Changes of PSD-95 in AD have been reported but some discrepancies exist. A study measuring total protein against recombinant truncated protein standards found a significant decrease in AD temporal cortex but not in less affected occipital cortex [31]. A decrease in PSD-95 protein has also been reported in synaptosomes prepared from cerebral cortex [15]. In contrast, studies using immunohistochemistry showed an increase in the postsynaptic marker PSD-95 with a decrease in the presynaptic marker synaptophysin in the cerebral cortex and hippocampus in AD brains [21, 22]. The discrepancy among these studies remains to be clarified. Studies have shown that, although PSD-95 can remain stable for 72 h postmortem, the variability among individuals at a given time point is large and that ApoE genotype may influence the individual variability of PSD-95 [24, 35]. From the present study, factors such as disease duration and severity may also influence PSD-95; however, unlike transgenic mice, these factors are difficult to control in human cases. The high individual variability among our AD and control cases prevented meaningful quantitation of PSD-95 immunostain. Instead, we focused on qualitative changes that consistently occurred in association with AD pathology. We found that PSD-95 immunoreactivity was detectable in Hirano bodies in hippocampal CA1 region. Hirano bodies are well known for their location in and proximal to pyramidal neurons and contain dendritic elements such as actin and MAP2 [2, 13, 14, 30]. The presence of postsynaptic proteins such as PSD-95, together with AMPA receptors and atypical PKCs [2, 7, 34], further suggests that Hirano bodies may represent aberrant formation of postsynaptic structures in response to distal synaptic destruction.

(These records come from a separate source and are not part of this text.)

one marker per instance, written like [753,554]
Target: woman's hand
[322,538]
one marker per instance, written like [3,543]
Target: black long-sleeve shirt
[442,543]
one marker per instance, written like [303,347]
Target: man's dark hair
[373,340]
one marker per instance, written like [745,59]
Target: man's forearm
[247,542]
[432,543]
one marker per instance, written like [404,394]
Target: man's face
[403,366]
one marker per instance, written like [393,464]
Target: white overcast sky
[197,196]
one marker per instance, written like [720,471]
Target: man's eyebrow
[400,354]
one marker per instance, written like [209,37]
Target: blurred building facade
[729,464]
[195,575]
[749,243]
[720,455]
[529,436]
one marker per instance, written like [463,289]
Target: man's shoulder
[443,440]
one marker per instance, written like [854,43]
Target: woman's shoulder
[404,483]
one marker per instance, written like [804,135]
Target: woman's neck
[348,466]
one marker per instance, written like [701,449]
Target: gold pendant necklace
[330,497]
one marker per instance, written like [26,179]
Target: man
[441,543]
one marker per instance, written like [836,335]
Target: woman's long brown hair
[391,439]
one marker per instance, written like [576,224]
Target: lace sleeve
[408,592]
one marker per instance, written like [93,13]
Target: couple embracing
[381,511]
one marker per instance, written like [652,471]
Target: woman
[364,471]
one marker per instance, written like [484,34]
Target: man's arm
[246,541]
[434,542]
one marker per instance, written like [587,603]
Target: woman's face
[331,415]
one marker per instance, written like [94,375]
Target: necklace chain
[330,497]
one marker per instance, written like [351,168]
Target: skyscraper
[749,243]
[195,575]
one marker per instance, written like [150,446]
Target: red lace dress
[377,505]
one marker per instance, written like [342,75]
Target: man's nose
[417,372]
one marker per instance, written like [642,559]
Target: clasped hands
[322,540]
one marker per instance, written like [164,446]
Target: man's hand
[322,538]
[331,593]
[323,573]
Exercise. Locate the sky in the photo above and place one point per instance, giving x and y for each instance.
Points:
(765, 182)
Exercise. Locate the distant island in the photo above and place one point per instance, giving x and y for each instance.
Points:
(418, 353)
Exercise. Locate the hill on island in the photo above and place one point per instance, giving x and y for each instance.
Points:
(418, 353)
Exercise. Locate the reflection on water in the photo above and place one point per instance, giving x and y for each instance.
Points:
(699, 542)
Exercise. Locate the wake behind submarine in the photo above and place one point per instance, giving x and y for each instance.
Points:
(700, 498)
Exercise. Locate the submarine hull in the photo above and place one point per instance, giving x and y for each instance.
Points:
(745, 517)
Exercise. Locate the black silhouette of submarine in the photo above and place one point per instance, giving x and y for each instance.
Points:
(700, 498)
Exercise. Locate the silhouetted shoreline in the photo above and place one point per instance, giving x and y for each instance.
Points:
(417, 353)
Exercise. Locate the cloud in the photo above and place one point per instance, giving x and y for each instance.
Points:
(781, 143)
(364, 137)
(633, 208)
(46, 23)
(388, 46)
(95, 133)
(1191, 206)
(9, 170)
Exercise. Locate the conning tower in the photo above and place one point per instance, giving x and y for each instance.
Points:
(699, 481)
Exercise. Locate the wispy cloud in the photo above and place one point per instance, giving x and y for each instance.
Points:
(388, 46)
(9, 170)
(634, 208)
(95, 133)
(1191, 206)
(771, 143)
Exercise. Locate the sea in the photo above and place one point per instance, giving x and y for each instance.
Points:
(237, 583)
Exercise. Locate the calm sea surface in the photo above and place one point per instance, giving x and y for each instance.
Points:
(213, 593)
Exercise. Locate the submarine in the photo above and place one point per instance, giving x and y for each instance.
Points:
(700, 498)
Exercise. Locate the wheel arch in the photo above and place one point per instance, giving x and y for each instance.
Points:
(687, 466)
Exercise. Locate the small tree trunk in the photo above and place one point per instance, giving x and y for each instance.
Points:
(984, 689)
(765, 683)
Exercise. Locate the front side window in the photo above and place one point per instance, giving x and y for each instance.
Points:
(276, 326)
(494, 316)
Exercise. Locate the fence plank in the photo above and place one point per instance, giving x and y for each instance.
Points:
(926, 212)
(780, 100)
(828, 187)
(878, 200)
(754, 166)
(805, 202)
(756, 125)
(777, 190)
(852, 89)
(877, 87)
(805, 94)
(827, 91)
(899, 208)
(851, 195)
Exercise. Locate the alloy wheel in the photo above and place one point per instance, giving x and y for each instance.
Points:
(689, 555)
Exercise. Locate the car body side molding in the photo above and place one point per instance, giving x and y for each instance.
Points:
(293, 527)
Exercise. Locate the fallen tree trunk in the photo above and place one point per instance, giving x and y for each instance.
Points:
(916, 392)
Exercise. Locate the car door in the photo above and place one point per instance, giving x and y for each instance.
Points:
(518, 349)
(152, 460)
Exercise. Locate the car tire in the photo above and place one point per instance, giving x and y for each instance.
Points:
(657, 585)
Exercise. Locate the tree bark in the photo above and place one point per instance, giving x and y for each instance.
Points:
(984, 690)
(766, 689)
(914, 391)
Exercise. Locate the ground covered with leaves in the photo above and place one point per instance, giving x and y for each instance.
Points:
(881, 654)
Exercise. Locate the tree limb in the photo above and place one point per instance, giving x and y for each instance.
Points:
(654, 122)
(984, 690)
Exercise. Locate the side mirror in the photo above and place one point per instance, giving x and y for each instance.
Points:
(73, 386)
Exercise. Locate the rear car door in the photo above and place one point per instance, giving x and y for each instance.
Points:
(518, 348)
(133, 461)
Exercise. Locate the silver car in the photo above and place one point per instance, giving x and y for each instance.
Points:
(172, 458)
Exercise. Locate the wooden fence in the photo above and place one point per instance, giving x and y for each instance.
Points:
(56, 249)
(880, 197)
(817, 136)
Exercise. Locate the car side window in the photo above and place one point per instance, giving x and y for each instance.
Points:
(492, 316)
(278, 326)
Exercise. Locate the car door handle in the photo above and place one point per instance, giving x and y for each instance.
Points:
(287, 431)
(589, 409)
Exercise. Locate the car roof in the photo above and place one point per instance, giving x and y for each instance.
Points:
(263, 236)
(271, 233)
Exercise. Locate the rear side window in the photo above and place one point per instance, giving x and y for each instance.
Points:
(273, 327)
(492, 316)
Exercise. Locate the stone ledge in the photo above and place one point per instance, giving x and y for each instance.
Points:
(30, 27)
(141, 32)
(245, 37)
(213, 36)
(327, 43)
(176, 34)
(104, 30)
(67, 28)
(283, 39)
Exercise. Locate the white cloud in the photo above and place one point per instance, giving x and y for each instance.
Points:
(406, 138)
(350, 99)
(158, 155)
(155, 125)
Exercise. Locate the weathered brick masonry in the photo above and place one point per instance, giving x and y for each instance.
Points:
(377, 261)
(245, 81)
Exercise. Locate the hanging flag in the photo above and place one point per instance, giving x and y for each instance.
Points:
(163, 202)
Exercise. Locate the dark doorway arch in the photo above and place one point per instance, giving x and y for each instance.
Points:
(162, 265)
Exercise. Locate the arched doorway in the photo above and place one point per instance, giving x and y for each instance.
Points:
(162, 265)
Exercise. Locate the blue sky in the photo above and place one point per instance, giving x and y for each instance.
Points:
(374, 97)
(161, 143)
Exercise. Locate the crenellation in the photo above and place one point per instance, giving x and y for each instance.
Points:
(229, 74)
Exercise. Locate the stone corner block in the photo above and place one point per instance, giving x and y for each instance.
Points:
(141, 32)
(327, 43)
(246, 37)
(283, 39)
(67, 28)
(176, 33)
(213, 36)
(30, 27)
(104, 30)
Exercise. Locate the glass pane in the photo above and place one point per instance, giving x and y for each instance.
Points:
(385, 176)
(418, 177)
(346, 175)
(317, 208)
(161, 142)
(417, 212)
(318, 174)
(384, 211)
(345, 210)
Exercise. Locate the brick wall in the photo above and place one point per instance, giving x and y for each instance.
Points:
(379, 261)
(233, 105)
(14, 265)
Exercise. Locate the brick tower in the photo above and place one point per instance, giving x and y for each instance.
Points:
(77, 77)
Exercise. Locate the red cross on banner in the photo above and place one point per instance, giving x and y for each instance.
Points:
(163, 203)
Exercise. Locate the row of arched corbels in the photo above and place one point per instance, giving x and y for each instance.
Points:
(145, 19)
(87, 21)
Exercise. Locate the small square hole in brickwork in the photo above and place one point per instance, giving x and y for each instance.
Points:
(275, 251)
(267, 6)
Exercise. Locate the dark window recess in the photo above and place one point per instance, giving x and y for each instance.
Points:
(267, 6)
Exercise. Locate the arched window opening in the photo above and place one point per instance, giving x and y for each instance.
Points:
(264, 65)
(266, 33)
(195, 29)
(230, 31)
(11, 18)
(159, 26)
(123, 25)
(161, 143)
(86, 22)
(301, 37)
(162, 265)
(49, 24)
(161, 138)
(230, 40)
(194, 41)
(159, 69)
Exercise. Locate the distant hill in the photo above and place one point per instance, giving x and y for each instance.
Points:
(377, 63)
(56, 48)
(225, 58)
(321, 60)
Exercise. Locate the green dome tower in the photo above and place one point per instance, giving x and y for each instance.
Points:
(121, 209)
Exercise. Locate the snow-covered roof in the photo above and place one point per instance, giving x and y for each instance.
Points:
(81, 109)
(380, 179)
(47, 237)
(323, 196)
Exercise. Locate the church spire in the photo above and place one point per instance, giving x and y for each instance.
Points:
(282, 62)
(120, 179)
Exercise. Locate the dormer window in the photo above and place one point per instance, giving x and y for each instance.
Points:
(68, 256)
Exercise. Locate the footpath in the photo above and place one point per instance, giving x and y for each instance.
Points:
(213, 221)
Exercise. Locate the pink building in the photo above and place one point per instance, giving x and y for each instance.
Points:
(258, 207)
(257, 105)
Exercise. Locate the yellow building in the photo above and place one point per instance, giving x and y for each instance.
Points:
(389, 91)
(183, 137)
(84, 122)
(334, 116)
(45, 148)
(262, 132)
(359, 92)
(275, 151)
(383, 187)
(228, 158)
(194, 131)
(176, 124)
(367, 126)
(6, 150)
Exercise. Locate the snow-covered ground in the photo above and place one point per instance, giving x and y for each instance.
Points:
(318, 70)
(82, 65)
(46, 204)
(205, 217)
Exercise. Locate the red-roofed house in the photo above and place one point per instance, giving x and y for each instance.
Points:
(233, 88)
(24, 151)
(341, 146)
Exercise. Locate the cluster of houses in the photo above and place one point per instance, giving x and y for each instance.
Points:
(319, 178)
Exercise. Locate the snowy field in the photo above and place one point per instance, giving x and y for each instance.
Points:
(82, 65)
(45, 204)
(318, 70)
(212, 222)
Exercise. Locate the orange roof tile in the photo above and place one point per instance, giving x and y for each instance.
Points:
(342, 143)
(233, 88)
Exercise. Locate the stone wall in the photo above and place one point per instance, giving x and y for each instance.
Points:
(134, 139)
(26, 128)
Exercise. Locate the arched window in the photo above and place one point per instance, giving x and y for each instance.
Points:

Overall, our findings indicate that PSD-95 loss from apical dendrites and its accumulation in neurons and Hirano bodies, as measured by immunoreactivity, may serve as a marker for severe postsynaptic damage that correlates with behavioral deficit. It is conceivable that early deficits prior to the loss of PSD-95 may primarily involve transmitter/receptor alterations that can be corrected by enhancing transmitter/receptor efficacy; while after significant loss of PSD-95 growth factors may be required to restore neuronal connections. In the final stage of significant cell loss, stem cell transplant may become necessary. It will be interesting to know if the changes of PSD-95 can be prevented or even restored with various therapeutic remedies.